Elle’s fashionista flair for patriotic garb stuck in my mind, and the rest of the weekend was much like another dimension in The Twilight Zone. Everywhere I looked, I saw flags poking out the windows of minivans, stickers memorializing the September 11, 2001, terrorist attacks (“Kill bin Laden” or “Nobody Fucks With The U.S.A.”), grown adults with T-shirts reminding me, “United We Stand.”
But nothing is more popular, it seems, than the Old Navy flag shirt.
The $9.99 T-shirt sporting an American flag with the company’s logo placed conveniently below it is the middle-class substitute for Ms. Woods’ snazzy scarf. They come in all sizes and colors, for males and females, so that no one has an excuse to blow off the patriotism call.
But seriously, I began to wonder what kind of country we are living in, where the ultimate expressions of dedication to our nation are threats against “others” and a comfy cotton T.
If that isn’t patriotism, I thought, what is? What does it mean to be a proud American, and can you represent that with a fake flag tattoo on your arm or three colors randomly sewn together on a piece of fabric? And if not (as I suspect is the case), what is it exactly that ensures each American that he or she is patriotic enough?
Every year I ponder this same question in one form or another as I grow increasingly uncomfortable with the unconscious, mob-mentality declarations of what it means to be an American.
And every year I walk away from Independence Day feeling less and less certain of what makes me an American.
I do not recite the pledge of allegiance because I do not hold allegiance to a flag, regardless of what it symbolizes. You will never see red, white and blue color coordination in my closet, nor do I bear any public declarations of my nation-love.

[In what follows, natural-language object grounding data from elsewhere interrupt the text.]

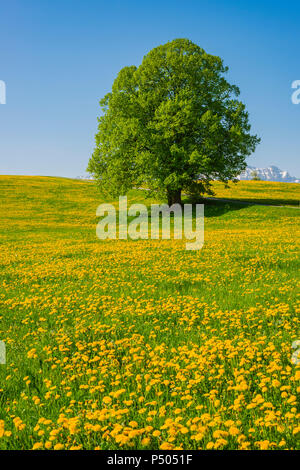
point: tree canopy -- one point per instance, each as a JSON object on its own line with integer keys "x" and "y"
{"x": 172, "y": 124}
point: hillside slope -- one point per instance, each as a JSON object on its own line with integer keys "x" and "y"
{"x": 143, "y": 344}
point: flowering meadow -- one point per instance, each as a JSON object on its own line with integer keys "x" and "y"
{"x": 142, "y": 344}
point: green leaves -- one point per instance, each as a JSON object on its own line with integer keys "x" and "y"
{"x": 173, "y": 118}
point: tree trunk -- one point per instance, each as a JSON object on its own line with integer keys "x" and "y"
{"x": 174, "y": 197}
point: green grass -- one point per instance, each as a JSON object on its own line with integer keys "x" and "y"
{"x": 84, "y": 318}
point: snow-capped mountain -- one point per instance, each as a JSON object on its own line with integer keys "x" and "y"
{"x": 272, "y": 173}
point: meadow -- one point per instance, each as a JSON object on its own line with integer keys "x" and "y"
{"x": 143, "y": 344}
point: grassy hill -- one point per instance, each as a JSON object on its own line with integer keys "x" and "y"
{"x": 142, "y": 344}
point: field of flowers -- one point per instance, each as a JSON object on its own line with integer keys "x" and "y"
{"x": 143, "y": 344}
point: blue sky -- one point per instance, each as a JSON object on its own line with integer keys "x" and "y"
{"x": 59, "y": 57}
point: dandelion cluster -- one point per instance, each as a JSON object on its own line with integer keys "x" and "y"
{"x": 142, "y": 344}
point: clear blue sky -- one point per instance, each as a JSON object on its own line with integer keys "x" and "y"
{"x": 59, "y": 57}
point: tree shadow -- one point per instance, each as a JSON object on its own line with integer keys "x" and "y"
{"x": 214, "y": 208}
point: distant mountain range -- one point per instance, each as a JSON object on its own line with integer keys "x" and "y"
{"x": 272, "y": 173}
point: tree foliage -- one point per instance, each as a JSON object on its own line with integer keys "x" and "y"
{"x": 172, "y": 124}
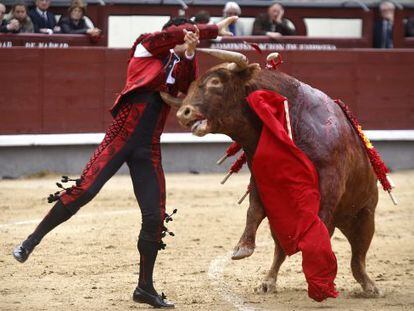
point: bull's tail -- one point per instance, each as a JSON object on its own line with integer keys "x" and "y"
{"x": 378, "y": 165}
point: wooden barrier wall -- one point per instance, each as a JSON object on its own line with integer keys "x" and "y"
{"x": 70, "y": 90}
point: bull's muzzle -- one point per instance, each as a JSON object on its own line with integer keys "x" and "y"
{"x": 186, "y": 114}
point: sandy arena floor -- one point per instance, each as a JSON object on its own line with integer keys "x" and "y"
{"x": 91, "y": 262}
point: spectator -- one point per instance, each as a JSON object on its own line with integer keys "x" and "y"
{"x": 75, "y": 22}
{"x": 233, "y": 9}
{"x": 88, "y": 21}
{"x": 273, "y": 24}
{"x": 383, "y": 28}
{"x": 43, "y": 20}
{"x": 19, "y": 13}
{"x": 4, "y": 26}
{"x": 202, "y": 17}
{"x": 409, "y": 27}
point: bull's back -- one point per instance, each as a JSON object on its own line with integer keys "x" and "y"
{"x": 323, "y": 132}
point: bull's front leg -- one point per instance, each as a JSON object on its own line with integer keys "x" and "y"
{"x": 255, "y": 215}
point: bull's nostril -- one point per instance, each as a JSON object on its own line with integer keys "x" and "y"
{"x": 187, "y": 112}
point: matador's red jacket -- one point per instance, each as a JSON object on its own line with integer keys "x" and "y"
{"x": 151, "y": 60}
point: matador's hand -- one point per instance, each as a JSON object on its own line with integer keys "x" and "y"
{"x": 224, "y": 25}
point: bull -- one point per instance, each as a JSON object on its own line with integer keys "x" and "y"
{"x": 216, "y": 103}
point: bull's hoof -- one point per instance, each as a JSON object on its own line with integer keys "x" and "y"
{"x": 242, "y": 251}
{"x": 370, "y": 291}
{"x": 266, "y": 287}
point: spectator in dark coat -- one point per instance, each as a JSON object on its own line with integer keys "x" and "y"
{"x": 75, "y": 22}
{"x": 273, "y": 24}
{"x": 43, "y": 20}
{"x": 409, "y": 27}
{"x": 383, "y": 28}
{"x": 4, "y": 26}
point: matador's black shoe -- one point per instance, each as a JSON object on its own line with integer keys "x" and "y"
{"x": 23, "y": 251}
{"x": 156, "y": 301}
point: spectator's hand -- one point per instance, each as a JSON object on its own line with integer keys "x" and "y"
{"x": 94, "y": 32}
{"x": 191, "y": 39}
{"x": 46, "y": 31}
{"x": 273, "y": 35}
{"x": 13, "y": 25}
{"x": 224, "y": 24}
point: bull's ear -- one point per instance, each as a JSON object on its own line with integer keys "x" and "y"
{"x": 250, "y": 72}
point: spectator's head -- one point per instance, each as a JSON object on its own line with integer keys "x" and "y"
{"x": 76, "y": 12}
{"x": 387, "y": 10}
{"x": 276, "y": 12}
{"x": 43, "y": 4}
{"x": 2, "y": 11}
{"x": 202, "y": 17}
{"x": 177, "y": 21}
{"x": 231, "y": 9}
{"x": 19, "y": 11}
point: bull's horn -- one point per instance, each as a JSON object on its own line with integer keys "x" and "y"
{"x": 240, "y": 61}
{"x": 171, "y": 100}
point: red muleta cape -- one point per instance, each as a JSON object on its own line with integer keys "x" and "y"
{"x": 287, "y": 182}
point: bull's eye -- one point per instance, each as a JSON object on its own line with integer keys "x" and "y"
{"x": 215, "y": 81}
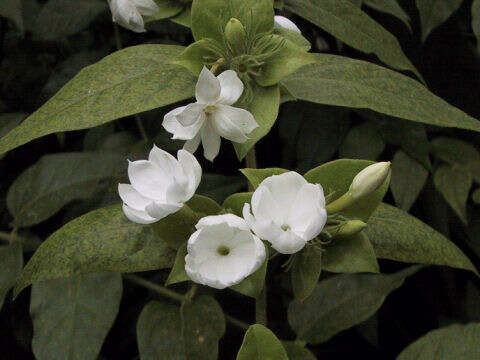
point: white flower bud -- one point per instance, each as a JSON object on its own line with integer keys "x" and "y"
{"x": 369, "y": 179}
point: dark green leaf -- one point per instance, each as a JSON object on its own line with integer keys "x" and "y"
{"x": 341, "y": 302}
{"x": 55, "y": 180}
{"x": 398, "y": 236}
{"x": 127, "y": 82}
{"x": 337, "y": 80}
{"x": 260, "y": 343}
{"x": 71, "y": 317}
{"x": 449, "y": 343}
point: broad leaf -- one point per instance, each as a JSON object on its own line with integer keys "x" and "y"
{"x": 453, "y": 342}
{"x": 454, "y": 184}
{"x": 306, "y": 271}
{"x": 264, "y": 107}
{"x": 353, "y": 254}
{"x": 408, "y": 180}
{"x": 127, "y": 82}
{"x": 55, "y": 180}
{"x": 102, "y": 240}
{"x": 336, "y": 177}
{"x": 435, "y": 12}
{"x": 260, "y": 343}
{"x": 11, "y": 258}
{"x": 71, "y": 317}
{"x": 398, "y": 236}
{"x": 348, "y": 23}
{"x": 341, "y": 302}
{"x": 337, "y": 80}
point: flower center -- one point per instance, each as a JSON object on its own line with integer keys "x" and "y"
{"x": 223, "y": 250}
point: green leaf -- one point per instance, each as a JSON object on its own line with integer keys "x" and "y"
{"x": 178, "y": 273}
{"x": 390, "y": 7}
{"x": 341, "y": 302}
{"x": 336, "y": 177}
{"x": 398, "y": 236}
{"x": 235, "y": 202}
{"x": 264, "y": 107}
{"x": 353, "y": 254}
{"x": 175, "y": 229}
{"x": 200, "y": 336}
{"x": 61, "y": 18}
{"x": 127, "y": 82}
{"x": 209, "y": 17}
{"x": 102, "y": 240}
{"x": 362, "y": 142}
{"x": 260, "y": 343}
{"x": 71, "y": 317}
{"x": 256, "y": 176}
{"x": 253, "y": 285}
{"x": 297, "y": 352}
{"x": 408, "y": 180}
{"x": 454, "y": 184}
{"x": 348, "y": 23}
{"x": 306, "y": 271}
{"x": 337, "y": 80}
{"x": 435, "y": 12}
{"x": 11, "y": 258}
{"x": 55, "y": 180}
{"x": 449, "y": 343}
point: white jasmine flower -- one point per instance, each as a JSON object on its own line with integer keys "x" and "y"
{"x": 212, "y": 116}
{"x": 283, "y": 22}
{"x": 129, "y": 13}
{"x": 369, "y": 179}
{"x": 159, "y": 186}
{"x": 287, "y": 211}
{"x": 223, "y": 251}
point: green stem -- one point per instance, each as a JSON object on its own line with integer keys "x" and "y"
{"x": 175, "y": 296}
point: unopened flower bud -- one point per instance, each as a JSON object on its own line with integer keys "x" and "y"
{"x": 369, "y": 179}
{"x": 236, "y": 35}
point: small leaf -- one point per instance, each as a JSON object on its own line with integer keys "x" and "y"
{"x": 408, "y": 180}
{"x": 435, "y": 12}
{"x": 341, "y": 302}
{"x": 71, "y": 317}
{"x": 336, "y": 177}
{"x": 340, "y": 81}
{"x": 260, "y": 343}
{"x": 351, "y": 255}
{"x": 398, "y": 236}
{"x": 449, "y": 343}
{"x": 454, "y": 185}
{"x": 348, "y": 23}
{"x": 264, "y": 108}
{"x": 102, "y": 240}
{"x": 141, "y": 73}
{"x": 54, "y": 181}
{"x": 306, "y": 271}
{"x": 11, "y": 258}
{"x": 256, "y": 176}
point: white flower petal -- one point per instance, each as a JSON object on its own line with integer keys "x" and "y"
{"x": 132, "y": 197}
{"x": 211, "y": 141}
{"x": 191, "y": 114}
{"x": 231, "y": 87}
{"x": 283, "y": 22}
{"x": 140, "y": 217}
{"x": 207, "y": 90}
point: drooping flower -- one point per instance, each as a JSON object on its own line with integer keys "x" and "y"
{"x": 223, "y": 251}
{"x": 129, "y": 13}
{"x": 287, "y": 211}
{"x": 159, "y": 186}
{"x": 283, "y": 22}
{"x": 212, "y": 115}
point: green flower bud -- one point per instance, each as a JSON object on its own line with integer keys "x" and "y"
{"x": 236, "y": 36}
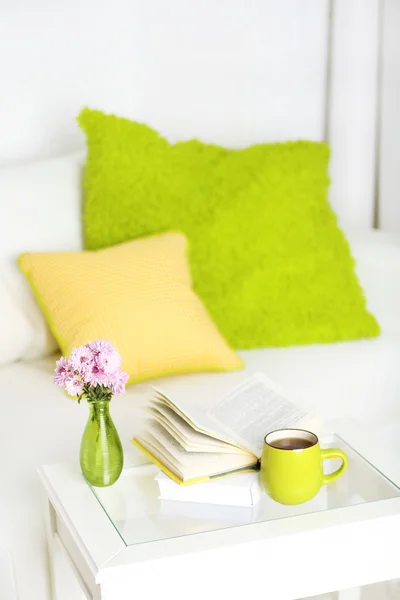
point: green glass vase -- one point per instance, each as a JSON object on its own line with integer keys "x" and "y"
{"x": 101, "y": 454}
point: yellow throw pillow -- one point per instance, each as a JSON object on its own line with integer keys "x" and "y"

I don’t hate the French, the Iraqis or the Afghans; I don’t care much for the government of Israel, or that of America right now, either.
I do cherish our constitution, get taken aback by the sight of the Statue of Liberty at night, and hold the utmost respect for those women and men in uniform willing to risk their lives to protect mine.
Does that make me “patriotic”? Is that sufficient enough evidence for me to be considered a “good American”? Or will I someday find myself the only American in a crowd without patriotic expression, much like the dream when you realize you are standing in front of your class naked?